Case 3 (adapted from Trevino and Nelson, 2017)

You work as the recall coordinator for an automobile company that is tasked with developing a new car for the small car market in two years. Due to this relatively small and ambitious timeframe, design, engineering, and safety checks are done in parallel. Crash testing of this new car reveals that the fuel tank ruptures frequently during rear-end impacts of around 30 miles per hour. However, by the time this problem is identified, design and other stages of development have already been completed.

This design nevertheless meets the current industry standards. New standards have been written, requiring higher standards of safety for cars, but these have not officially been adopted yet. The company decides to market this car to a lower-income market, and thus to sell it at as low a price as possible, with the result being that less money can be spent on improving the gas tank. A controversial cost-benefit analysis undertaken by the company suggests that it would not be cost-effective to change the design at this late stage, despite the likely lives that would be saved. Ultimately, this unsafe design results in several fatal accidents and loss of life.
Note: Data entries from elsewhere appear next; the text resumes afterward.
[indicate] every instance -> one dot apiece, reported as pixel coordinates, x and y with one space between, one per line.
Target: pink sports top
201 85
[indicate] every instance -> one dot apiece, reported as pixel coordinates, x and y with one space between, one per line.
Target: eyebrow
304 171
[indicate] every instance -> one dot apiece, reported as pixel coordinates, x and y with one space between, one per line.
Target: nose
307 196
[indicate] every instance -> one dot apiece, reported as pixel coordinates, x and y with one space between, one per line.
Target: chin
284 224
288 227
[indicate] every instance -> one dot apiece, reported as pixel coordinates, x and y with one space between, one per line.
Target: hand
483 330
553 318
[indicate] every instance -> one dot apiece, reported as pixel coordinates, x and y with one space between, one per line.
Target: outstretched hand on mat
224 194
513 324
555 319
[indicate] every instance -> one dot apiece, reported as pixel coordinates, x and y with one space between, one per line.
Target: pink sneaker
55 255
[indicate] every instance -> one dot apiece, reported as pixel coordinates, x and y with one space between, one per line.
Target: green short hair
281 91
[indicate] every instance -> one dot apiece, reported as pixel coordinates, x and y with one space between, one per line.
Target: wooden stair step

  1. Please comment on the ethical culture at this automobile company, and how you would go about changing it.
  2. What are the relevant community standards that should guide you in this situation?
  3. How might the media treat the decision to recall the automobile or not recall the automobile? How might shareholders treat each of these decisions?
  4. As the recall coordinator for this automobile company, please outline how you would follow each of the 8 steps to sound ethical decision making in this situation.